Now, where is the problem? The problem is that there if all you have is trees, this is pretty much all that you can do here. Now, let us consider the case of storing documents inside Voron. What kind of questions do we need to answer?

  • Load documents by id
  • Scan documents by id prefix
  • Scan documents by etag

As it stands, doing this using just trees would require us to:

  • Define a tree to hold the data, where the key is the document id. This allows us to both find a document by id and by key prefix.
  • Define an index for the etag, where the key is the etag, and the value is the document id.

So, let us assume that we have a piece of code that need to read documents by etag (for indexing, replication, export, etc):

var enumerator = etagsIndex.ScanFrom(etag); // O(logN)
foreach(var entry in enumerator) // O(~1) for each MoveNext(); 
{
	var actualDocument = documentsIndex.Find(entry);// O(logN);
	// do something with this
}

So, if I want to read 32,000 documents based on their etags in a database that has a hundred million documents, that is going to perform close to 900,000 comparison operations. (log2(100 M) = 27, and we issue 32K O(logN) queries on the documentsIndex).

That can get expensive. And this is a relatively simple example. In some cases, a data item might have five covering indexes, and the access rate and size get very high.

In order to resolve that, we are going to change how we layout the data on the disk. Instead of storing the data directly in the tree, we are going to move the data into separate storage. We call this raw data sections.

A raw data section can be small (for values that are less than 2KB in size) or large. Small values are grouped together in sections that are 2 – 8 MB in length. While each larger sized value is going to be place independently, rounded up to the next page size (4KB, by default). The trees will not store that data, but references to the data on disk (effectively, the file position for the data).

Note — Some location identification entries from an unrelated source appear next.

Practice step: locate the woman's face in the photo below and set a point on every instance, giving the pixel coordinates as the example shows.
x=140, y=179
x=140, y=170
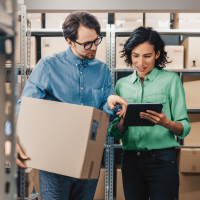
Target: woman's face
x=143, y=59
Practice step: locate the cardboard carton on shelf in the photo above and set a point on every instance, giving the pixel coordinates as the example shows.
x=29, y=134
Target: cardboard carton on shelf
x=175, y=54
x=120, y=41
x=128, y=20
x=158, y=20
x=189, y=173
x=80, y=147
x=100, y=190
x=51, y=45
x=29, y=182
x=186, y=21
x=194, y=136
x=191, y=86
x=191, y=55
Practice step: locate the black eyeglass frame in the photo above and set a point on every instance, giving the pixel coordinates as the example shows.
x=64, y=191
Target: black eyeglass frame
x=91, y=43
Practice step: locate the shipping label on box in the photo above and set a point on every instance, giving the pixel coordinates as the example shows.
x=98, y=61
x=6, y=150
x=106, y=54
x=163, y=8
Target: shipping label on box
x=64, y=128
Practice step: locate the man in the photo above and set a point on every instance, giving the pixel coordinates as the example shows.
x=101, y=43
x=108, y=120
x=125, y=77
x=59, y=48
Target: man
x=73, y=76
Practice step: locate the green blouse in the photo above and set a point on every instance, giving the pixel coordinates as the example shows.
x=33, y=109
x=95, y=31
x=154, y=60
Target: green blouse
x=160, y=86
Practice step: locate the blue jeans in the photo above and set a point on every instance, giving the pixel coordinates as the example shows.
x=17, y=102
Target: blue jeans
x=58, y=187
x=151, y=174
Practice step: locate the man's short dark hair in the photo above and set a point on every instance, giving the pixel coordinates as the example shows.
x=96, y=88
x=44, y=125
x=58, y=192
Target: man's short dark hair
x=141, y=35
x=73, y=21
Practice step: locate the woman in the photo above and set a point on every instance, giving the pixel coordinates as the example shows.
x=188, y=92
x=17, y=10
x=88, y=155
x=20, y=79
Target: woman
x=149, y=167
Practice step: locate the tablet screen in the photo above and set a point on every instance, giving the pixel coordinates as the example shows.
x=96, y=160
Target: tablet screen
x=132, y=117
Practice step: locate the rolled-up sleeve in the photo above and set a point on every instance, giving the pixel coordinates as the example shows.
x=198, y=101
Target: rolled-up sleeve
x=178, y=106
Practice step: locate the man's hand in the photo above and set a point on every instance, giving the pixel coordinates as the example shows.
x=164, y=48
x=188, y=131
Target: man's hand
x=114, y=100
x=21, y=155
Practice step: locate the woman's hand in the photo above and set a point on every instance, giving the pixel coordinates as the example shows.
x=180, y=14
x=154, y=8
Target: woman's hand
x=154, y=117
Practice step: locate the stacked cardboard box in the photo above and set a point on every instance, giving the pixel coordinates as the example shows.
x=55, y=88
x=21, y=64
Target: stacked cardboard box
x=54, y=117
x=175, y=54
x=120, y=41
x=189, y=173
x=29, y=182
x=186, y=21
x=51, y=45
x=158, y=20
x=100, y=190
x=55, y=20
x=119, y=185
x=128, y=20
x=193, y=139
x=191, y=52
x=191, y=86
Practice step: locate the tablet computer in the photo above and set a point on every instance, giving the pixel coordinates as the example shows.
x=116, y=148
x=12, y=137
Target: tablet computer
x=132, y=117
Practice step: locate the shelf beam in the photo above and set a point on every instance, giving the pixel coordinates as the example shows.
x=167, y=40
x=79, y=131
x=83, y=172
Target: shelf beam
x=112, y=6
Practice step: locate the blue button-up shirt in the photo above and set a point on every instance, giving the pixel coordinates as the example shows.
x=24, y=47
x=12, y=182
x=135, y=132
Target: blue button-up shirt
x=66, y=78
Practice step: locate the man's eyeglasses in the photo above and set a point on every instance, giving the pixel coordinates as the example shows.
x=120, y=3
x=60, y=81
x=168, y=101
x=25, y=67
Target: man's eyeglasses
x=88, y=45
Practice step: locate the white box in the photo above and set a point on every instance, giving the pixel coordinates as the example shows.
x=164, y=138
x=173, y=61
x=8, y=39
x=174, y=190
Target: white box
x=51, y=45
x=55, y=20
x=176, y=55
x=119, y=47
x=186, y=21
x=158, y=20
x=128, y=20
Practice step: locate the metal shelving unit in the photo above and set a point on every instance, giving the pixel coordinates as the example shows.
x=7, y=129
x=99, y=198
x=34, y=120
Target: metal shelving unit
x=7, y=136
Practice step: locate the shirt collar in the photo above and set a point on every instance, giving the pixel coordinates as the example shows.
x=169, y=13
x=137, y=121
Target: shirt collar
x=76, y=60
x=151, y=76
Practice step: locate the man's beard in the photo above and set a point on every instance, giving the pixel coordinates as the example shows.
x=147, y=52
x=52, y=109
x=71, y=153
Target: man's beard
x=89, y=56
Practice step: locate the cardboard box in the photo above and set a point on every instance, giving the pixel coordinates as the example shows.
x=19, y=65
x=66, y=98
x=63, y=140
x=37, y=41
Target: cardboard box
x=36, y=20
x=53, y=126
x=51, y=45
x=33, y=51
x=191, y=86
x=8, y=89
x=128, y=20
x=120, y=41
x=194, y=137
x=101, y=50
x=29, y=182
x=175, y=54
x=189, y=160
x=55, y=20
x=191, y=52
x=186, y=21
x=189, y=188
x=119, y=187
x=158, y=20
x=102, y=18
x=100, y=190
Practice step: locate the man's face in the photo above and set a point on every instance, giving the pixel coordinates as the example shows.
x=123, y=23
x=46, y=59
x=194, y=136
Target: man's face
x=85, y=35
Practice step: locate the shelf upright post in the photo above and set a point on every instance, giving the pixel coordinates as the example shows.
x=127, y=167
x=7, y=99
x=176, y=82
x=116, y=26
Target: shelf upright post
x=107, y=149
x=23, y=46
x=8, y=174
x=28, y=44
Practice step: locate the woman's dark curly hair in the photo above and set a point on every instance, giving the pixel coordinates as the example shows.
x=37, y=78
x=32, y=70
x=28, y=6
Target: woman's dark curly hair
x=141, y=35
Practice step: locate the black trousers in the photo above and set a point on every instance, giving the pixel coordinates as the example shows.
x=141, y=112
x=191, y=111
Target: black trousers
x=151, y=174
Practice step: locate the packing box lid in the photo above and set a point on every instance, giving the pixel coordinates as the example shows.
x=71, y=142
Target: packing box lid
x=62, y=138
x=189, y=160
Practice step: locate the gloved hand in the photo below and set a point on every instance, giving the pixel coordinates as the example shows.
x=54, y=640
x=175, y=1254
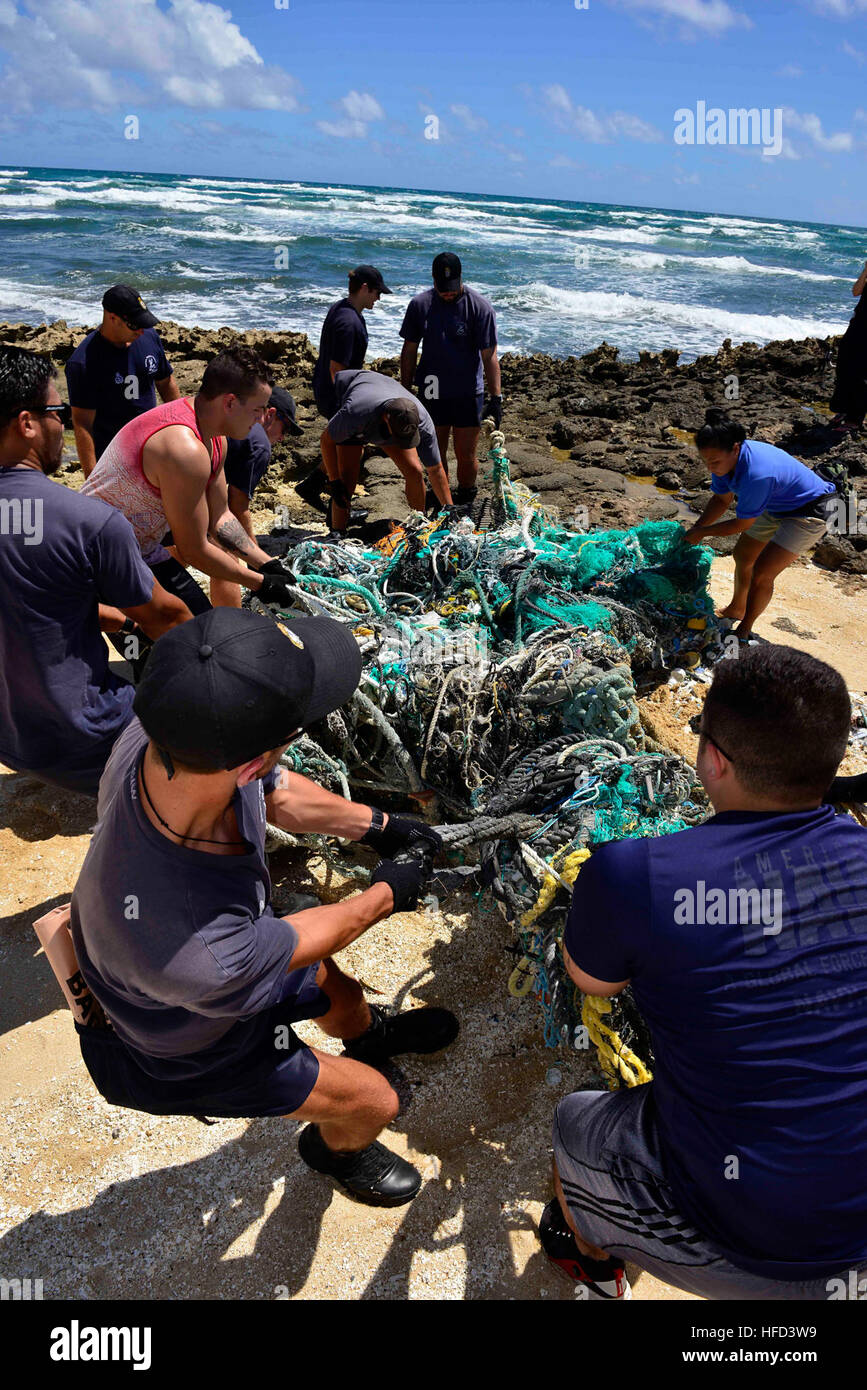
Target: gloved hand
x=338, y=494
x=275, y=583
x=403, y=833
x=493, y=407
x=405, y=879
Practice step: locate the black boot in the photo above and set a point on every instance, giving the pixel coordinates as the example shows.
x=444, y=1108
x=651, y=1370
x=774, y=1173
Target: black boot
x=417, y=1030
x=373, y=1175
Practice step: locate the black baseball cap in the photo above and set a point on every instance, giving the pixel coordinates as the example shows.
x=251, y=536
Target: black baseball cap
x=284, y=403
x=403, y=421
x=371, y=277
x=446, y=271
x=232, y=684
x=128, y=305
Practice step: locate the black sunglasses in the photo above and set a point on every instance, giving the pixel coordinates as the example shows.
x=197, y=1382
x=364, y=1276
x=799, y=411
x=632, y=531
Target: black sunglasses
x=719, y=747
x=63, y=412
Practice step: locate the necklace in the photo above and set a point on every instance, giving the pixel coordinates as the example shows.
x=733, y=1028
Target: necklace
x=199, y=841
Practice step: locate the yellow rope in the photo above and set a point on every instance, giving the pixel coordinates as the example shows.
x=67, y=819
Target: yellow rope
x=617, y=1061
x=549, y=888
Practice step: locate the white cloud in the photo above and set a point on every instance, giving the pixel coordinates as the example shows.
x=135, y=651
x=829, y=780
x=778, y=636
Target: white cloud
x=470, y=120
x=191, y=54
x=588, y=125
x=712, y=17
x=359, y=110
x=810, y=125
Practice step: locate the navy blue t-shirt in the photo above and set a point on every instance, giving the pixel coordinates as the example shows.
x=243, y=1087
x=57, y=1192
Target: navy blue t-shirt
x=452, y=338
x=57, y=697
x=343, y=339
x=248, y=460
x=179, y=945
x=767, y=478
x=757, y=1012
x=102, y=377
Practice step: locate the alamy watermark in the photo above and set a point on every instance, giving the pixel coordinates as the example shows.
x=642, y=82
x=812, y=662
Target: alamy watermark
x=737, y=125
x=21, y=516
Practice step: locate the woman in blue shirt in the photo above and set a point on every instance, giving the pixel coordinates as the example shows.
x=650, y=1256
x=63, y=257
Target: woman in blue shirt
x=782, y=509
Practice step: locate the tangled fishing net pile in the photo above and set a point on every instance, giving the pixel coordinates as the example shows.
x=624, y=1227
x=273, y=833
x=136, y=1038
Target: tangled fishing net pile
x=502, y=656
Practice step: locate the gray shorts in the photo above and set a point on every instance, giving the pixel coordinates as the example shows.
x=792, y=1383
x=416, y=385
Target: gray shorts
x=795, y=534
x=606, y=1151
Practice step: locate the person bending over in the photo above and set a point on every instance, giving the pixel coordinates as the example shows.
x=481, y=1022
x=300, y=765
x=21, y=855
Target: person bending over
x=377, y=410
x=849, y=398
x=741, y=1169
x=164, y=473
x=782, y=509
x=171, y=916
x=68, y=567
x=246, y=464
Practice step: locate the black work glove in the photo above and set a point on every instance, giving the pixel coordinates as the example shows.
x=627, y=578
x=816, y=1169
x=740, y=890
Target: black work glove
x=493, y=407
x=338, y=494
x=405, y=879
x=403, y=833
x=275, y=583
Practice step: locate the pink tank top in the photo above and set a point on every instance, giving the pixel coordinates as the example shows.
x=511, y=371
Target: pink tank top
x=118, y=477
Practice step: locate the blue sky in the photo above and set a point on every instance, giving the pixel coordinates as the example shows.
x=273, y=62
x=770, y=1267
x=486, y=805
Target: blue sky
x=531, y=97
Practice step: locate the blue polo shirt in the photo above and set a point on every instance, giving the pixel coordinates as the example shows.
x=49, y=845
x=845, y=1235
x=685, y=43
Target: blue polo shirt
x=767, y=478
x=117, y=382
x=60, y=705
x=343, y=339
x=745, y=940
x=452, y=337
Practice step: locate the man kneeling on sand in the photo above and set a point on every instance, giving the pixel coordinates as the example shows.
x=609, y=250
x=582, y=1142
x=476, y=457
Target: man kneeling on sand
x=197, y=977
x=739, y=1171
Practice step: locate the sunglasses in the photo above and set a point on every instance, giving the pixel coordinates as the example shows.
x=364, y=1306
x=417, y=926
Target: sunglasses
x=710, y=740
x=63, y=412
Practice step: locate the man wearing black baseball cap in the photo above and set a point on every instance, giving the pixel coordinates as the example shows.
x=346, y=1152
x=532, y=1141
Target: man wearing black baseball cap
x=457, y=331
x=246, y=464
x=171, y=916
x=374, y=409
x=342, y=348
x=116, y=371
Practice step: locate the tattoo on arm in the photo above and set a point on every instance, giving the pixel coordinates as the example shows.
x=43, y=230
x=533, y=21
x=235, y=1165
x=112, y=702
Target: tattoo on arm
x=232, y=537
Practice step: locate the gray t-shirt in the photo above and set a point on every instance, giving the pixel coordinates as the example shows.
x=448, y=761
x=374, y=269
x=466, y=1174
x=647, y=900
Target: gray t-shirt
x=360, y=399
x=178, y=945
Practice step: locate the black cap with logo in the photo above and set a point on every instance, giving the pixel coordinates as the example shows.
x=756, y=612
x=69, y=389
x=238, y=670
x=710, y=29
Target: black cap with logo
x=284, y=403
x=128, y=305
x=371, y=277
x=446, y=273
x=231, y=684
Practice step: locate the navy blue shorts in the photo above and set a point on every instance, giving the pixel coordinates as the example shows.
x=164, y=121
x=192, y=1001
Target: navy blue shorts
x=463, y=412
x=267, y=1080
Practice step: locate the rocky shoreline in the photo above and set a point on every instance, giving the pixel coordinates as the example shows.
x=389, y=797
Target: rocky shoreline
x=593, y=431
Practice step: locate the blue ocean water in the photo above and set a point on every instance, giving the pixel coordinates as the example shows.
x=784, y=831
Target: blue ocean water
x=562, y=275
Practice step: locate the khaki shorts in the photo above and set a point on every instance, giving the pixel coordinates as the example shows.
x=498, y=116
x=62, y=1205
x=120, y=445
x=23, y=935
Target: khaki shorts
x=795, y=534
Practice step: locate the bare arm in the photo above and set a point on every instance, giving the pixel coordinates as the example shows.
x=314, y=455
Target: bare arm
x=324, y=930
x=179, y=466
x=409, y=356
x=491, y=364
x=239, y=506
x=168, y=388
x=163, y=612
x=587, y=983
x=304, y=808
x=82, y=424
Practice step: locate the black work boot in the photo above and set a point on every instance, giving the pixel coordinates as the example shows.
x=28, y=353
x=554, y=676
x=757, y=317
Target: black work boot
x=310, y=489
x=373, y=1175
x=417, y=1030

Note that this has a few implications:

  • Small data is grouped together, and the likely access method will group together commonly inserted values.
  • We won’t need to move the data if something changes (as long as it doesn’t grow too much), so updating the value will usually mean that we don’t need to update all the indexes (because the location on disk didn’t change), unless the value they are covering did change.
  • Trees are going to be smaller, allowing more of them to reside in memory, and it allows us to do interesting tricks with things like PrefetchVirtualMemory calls on the locations from the index before access them, so we only pay the I/O cost (if any, once).

This is also quite exciting, because it means that we can share indexes on the data very easily. For example, we can have a “etags per collection” index for each collection, which will be much faster to run because it doesn’t need all the extra lookups.